Appellant's counsel argued that the blood alcohol content analysis from the Texas Department of Public Safety "came back much lower, at a 0.124."
Appellant also presented the testimony of one witness, private investigator Stan Ramos. Ramos testified that Appellant and this case were topics of discussion on the "Boerne Area Informed Citizens" Facebook page, which has almost 11,000 members. According to Ramos, the page reflected the sentiment that people "want to make sure [Appellant] gets punished" and had concerns that Appellant's family could "buy her out" of facing consequences. Ramos admitted that he did not know if members of the page and people making comments on the page were Kendall County residents, were adults, or were eligible to vote in Kendall County. He also acknowledged that he did not know how many people viewed the posts on the Facebook page.

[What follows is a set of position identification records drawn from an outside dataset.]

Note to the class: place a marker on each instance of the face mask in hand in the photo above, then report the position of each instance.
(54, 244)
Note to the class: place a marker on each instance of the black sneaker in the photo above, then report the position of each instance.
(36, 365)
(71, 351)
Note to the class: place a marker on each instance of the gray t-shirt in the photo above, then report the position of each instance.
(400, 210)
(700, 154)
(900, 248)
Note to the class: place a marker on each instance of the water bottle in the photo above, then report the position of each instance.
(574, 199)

At voir dire, out of 101 members on the panel, six indicated that they had already formed an opinion that they would be unable to set aside. Following the State's voir dire, 21 potential jurors were excused. Of the remaining jurors, 36 indicated that they had heard about the case and 18 indicated that they were on the Boerne Area Informed Citizens Facebook page. One of those 18 jurors was empaneled on the jury. Appellant argues that the jury panel's knowledge of the case indicates that the pretrial publicity was pervasive and that the content of the published articles and Facebook posts show that publicity was both prejudicial and inflammatory.

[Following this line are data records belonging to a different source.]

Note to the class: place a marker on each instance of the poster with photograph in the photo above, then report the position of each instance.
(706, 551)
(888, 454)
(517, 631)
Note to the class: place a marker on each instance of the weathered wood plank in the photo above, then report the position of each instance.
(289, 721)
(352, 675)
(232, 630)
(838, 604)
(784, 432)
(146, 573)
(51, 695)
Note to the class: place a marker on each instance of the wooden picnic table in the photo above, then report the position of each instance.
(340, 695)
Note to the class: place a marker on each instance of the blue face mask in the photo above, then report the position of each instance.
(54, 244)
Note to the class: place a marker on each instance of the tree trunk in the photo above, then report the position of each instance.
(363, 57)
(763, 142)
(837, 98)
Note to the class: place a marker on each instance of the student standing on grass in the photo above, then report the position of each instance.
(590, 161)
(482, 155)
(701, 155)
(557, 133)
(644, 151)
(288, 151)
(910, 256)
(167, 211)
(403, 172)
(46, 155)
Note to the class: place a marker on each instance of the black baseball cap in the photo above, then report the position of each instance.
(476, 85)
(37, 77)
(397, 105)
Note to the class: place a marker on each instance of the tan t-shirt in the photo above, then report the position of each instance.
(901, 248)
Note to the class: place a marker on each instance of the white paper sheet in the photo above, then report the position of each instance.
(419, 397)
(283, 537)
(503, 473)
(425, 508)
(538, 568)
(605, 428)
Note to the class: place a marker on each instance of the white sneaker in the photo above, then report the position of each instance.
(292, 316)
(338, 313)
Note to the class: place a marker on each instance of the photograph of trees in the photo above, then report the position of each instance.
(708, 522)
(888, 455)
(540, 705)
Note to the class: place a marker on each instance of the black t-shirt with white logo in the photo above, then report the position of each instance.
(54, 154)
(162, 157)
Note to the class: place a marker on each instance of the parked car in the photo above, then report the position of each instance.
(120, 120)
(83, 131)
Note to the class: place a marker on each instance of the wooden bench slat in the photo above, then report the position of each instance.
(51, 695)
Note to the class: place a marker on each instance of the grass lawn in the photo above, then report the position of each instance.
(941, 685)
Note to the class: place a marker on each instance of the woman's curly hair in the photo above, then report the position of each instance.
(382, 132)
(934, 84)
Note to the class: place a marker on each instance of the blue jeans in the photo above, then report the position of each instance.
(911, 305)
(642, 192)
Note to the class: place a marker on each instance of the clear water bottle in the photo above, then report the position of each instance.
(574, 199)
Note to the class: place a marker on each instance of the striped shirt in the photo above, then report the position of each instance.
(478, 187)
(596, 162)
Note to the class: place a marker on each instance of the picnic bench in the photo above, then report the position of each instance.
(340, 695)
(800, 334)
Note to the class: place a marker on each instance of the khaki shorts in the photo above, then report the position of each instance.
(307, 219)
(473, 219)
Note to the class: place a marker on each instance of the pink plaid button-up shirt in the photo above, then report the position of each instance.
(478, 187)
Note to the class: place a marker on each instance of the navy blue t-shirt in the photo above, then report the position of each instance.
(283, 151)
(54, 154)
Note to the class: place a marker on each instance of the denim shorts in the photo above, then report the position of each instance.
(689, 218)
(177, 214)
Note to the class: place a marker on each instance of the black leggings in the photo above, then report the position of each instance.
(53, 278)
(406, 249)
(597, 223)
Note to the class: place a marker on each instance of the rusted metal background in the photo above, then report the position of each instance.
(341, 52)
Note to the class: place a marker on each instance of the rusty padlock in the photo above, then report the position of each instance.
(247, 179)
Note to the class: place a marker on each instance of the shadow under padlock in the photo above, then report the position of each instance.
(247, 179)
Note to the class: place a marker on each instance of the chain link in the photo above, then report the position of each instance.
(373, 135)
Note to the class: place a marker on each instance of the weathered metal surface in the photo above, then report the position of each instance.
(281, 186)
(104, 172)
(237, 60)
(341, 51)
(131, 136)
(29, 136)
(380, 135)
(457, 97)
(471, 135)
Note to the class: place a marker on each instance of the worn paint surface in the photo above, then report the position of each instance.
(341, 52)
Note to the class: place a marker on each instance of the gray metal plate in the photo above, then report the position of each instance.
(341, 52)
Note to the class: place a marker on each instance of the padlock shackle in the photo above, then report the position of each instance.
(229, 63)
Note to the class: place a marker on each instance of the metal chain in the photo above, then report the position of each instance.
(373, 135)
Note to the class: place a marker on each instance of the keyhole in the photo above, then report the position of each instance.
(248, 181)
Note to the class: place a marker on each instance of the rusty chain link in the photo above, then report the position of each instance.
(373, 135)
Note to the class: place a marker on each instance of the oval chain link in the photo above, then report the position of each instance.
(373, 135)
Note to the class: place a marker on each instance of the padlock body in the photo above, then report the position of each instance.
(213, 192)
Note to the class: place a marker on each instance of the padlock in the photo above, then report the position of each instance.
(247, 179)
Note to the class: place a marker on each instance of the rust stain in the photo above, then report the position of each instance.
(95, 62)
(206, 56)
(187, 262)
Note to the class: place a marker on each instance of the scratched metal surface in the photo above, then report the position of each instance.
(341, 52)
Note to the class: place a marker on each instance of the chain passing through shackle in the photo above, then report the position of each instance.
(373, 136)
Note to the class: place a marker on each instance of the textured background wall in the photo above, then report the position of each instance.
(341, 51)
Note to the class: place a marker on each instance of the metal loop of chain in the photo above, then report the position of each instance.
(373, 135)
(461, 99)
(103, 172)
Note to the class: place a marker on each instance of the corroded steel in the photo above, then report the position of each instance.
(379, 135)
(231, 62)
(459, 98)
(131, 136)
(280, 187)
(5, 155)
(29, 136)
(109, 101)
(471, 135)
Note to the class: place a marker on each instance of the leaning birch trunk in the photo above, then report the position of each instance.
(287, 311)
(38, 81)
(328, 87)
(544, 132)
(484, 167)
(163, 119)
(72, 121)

The record does not support the inference that these prospective jurors were excused due to the publicity related to the case. For example, one stated that she could not consider the full range of punishment and another revealed that her daughter had been killed by a drunk driver.

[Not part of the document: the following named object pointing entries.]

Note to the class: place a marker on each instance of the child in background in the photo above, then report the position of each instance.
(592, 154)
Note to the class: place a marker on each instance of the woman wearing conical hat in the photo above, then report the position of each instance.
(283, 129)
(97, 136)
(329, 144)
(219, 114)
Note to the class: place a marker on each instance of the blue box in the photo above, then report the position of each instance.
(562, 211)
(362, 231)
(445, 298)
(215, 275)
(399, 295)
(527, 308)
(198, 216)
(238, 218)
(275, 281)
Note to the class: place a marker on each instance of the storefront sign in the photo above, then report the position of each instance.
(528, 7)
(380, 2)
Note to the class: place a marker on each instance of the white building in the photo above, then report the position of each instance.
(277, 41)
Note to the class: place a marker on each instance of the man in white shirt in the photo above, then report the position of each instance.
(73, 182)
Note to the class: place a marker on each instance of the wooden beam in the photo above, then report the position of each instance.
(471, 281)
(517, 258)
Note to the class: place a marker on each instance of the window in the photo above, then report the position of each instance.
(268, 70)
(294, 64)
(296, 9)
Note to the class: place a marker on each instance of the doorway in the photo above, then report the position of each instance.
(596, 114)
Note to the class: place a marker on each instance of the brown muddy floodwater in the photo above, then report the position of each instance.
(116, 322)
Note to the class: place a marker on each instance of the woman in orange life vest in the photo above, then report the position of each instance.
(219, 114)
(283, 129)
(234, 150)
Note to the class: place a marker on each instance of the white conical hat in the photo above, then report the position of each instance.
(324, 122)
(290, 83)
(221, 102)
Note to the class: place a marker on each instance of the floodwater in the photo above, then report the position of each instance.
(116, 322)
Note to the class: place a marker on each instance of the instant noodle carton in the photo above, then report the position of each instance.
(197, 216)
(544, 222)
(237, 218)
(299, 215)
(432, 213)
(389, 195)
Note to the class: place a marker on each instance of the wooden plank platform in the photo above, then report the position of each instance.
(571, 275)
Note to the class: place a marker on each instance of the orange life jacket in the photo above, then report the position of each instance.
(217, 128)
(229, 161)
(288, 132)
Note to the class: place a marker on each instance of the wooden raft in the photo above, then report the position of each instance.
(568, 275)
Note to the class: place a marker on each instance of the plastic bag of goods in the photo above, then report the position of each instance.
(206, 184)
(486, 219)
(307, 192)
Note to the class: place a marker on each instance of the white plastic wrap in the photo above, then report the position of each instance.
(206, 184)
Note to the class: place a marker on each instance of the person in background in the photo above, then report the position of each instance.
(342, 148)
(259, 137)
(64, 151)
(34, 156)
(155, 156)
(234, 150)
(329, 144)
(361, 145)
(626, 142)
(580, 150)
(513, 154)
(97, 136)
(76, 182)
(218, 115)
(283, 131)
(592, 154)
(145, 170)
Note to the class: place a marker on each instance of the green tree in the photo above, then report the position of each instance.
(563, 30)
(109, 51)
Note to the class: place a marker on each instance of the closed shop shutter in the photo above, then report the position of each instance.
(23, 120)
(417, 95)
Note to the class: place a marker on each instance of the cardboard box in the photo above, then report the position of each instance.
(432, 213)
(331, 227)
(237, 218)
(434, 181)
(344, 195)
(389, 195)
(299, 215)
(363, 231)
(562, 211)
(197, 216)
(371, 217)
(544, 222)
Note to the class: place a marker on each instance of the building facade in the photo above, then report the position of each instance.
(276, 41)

Based on the evidence presented at the hearing on the motion to transfer venue and the voir dire process, we conclude that the trial court did not abuse its discretion in denying Appellant's motion to transfer venue. Although many members of the panel had heard of the case, only six indicated that they had formed an opinion that they would be unable to set aside, and none of those six served on the jury. The panel's knowledge of the case does not signify that Appellant could not get a fair trial. See Skilling, 561 U.S. at 381 (juror impartiality does not require ignorance). Further, while the coverage by local media included information that Appellant found objectionable, we cannot conclude that it was inflammatory or prejudicial. See Gonzalez, 222 S.W.3d at 451 ("News stories, be it from print, radio, or television, that are accurate and objective in their coverage, are generally considered by this Court not to be prejudicial or inflammatory."). Appellant did not meet her burden to demonstrate "an actual, identifiable prejudice attributable to pretrial publicity" entitling her to a change of venue. Renteria, 206 S.W.3d at 709.
Conclusion
Having overruled Appellant's sole issue on appeal, we affirm the judgment of the trial court.